We went in a counterclockwise direction so we ended up ascending a few steps as the trail went high enough to hug ledges and slopes fairly high above a tributary of the Maedanigawa.
After passing by a little shrine as well as a lookout shelter, we then reached a small bridge where we managed to get direct looks at the Amida Waterfall.
A slippery and wet spur path on the right led up to the plunge pool of the falls adjacent to some alcove decked out with little statues.
On the other side of the bridge, we got a different angled look at the waterfall, but the rocks here seemed to be even more slippery and somewhat dangerous.
After having our fill of the Amida Waterfall, we then returned to the trailhead on the opposite side of the stream where we managed to get closer to a few intermediate cascades along the way.
Overall, our hike took about an hour though we had spent lots of time admiring the falls.
So perhaps the actual time spent hiking would be a bit less than that.
The Amida Waterfall resides near Gujo of the Gifu Prefecture, Japan. It is administered by the Gifu Prefectural Government. For information or inquiries about the area as well as current conditions, you can try visiting their website.
Since we visited the Amidagataki (or Amida Waterfall) from Takayama and next went to Inuyama, this will be how we’ll describe the directions.
These are by no means the only ways to get to Amida Falls, but it should give you a pretty good idea of which exits from the expressway to take as well as how to navigate up to the car park.
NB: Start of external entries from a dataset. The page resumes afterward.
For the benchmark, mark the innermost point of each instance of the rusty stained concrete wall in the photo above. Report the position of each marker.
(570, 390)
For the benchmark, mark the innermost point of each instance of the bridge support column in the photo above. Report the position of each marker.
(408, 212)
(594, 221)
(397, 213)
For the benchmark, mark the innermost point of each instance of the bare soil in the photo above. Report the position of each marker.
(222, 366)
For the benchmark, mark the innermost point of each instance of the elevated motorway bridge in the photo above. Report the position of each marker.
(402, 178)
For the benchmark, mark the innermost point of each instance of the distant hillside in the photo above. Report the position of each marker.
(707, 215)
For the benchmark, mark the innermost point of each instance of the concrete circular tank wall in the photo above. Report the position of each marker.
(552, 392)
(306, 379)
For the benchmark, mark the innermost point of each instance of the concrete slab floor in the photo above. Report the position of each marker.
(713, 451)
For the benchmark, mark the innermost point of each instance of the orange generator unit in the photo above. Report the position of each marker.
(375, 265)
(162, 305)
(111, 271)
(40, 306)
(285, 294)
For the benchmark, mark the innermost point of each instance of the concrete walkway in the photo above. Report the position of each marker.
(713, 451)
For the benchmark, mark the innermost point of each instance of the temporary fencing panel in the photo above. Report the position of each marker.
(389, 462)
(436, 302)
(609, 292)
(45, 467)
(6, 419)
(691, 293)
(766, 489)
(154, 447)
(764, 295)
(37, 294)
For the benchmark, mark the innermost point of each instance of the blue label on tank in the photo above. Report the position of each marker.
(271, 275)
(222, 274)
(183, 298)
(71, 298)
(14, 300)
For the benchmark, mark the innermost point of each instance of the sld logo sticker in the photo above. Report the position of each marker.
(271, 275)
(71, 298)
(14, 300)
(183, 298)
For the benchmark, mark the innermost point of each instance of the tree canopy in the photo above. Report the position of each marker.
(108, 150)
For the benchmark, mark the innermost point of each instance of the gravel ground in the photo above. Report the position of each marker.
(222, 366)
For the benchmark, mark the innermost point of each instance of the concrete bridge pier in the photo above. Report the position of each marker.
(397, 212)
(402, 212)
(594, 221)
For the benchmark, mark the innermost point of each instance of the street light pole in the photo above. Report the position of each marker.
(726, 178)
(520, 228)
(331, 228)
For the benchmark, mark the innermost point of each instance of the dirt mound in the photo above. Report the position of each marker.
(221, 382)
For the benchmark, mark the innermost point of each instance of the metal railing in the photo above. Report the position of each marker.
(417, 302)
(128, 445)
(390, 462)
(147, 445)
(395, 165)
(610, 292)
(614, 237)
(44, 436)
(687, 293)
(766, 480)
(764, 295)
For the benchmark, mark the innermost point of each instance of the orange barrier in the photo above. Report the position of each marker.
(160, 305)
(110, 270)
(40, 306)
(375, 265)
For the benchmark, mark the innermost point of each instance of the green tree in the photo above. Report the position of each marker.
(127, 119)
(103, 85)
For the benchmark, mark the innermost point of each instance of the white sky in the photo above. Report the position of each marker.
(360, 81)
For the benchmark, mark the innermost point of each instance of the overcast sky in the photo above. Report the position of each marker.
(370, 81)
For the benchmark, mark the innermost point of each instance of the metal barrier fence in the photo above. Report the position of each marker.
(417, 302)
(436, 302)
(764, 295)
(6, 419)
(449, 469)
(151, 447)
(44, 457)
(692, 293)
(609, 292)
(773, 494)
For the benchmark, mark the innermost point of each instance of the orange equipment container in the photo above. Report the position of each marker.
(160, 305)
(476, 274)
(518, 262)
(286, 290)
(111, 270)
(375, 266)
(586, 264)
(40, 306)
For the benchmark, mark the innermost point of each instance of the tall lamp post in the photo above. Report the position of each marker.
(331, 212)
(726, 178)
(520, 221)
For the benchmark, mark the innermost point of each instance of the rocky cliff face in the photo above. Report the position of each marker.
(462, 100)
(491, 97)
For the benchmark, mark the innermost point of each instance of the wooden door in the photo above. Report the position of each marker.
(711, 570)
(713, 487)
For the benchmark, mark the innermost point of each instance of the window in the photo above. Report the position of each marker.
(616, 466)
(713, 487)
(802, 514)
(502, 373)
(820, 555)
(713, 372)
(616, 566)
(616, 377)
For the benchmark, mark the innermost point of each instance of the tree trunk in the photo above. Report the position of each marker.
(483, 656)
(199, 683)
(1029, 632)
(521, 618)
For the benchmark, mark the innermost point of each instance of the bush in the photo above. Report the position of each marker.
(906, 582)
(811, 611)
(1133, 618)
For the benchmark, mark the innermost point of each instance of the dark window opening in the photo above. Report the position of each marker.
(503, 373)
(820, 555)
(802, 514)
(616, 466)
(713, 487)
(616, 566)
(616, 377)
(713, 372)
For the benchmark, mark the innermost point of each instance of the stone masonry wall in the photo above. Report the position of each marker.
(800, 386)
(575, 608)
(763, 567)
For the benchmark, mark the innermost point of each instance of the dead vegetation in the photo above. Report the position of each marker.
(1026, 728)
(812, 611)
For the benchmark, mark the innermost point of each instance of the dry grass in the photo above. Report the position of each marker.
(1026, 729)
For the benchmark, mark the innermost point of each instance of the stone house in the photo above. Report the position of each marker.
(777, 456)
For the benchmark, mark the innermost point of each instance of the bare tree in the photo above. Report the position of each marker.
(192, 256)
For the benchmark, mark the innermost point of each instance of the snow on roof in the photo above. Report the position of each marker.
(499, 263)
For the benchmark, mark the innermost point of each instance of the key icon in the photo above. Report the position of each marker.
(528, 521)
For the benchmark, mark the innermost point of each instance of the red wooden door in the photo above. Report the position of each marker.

Driving from Takayama to the Amida Waterfall
From Takayama, we drove north on the Route 41 before hopping on the Takayama West Expressway.
We followed this high speed toll road for about 17km to its junction with the Tokai-Hokuriku Expressway.
We then followed the Tokai-Hokuriku Expressway south for about 32km before getting off at the Takasu IC exit.
Next, we headed northwest on the Route 45 towards the Route 156 at Takasu.
Turning left onto Route 156, we then took this road for about 4km to a signposted turnoff to our right just before a bridge over the Nagara River (or Nagaragawa).
Once on this turnoff, we drove another 400m more before turning right (by now Amida Falls signs were present).
Then, we continued following the signs as we pursued this road for just under the next 3km before keeping left at the fork and driving the remaining 500m or so to the car park and trailhead.
Overall, this drive took us about 75 minutes to cover the 63km or so.
Driving from Inuyama to the Amida Waterfall
Coming from the other direction in Inuyama, which is just north of Nagoya, we would make our way to the Tokai-Hokuriku Expressway and head north.
This was a high speed toll road, where we’d persist on it for about 68km to the Shirotori IC exit.
Then, we’d make our way to the Route 156 and head north for about 8.5km before keeping left at the fork just before the 156 would cross the Nagara River (there should be signage for the Amida Waterfall at this point).
After another 150m, we would then turn left at the next turnoff (again following the signs) and pursue the rest of the route as stated above for the last 3.5km.
Overall, this drive would take us about 90 minutes to cover the 78km or so.
To give you some geographical context, Inuyama was about 25km north of Nagoya (Warning: there was A LOT of traffic and traffic lights on the direct route between these cities). Meanwhile, Takayama was about 85km west of Matsumoto, and Matsumoto was 220km (about 3 hours drive) northwest of Tokyo. Meanwhile, Nagoya was about 344km west of Tokyo (over 4 hours by car but under 3 hours by rail).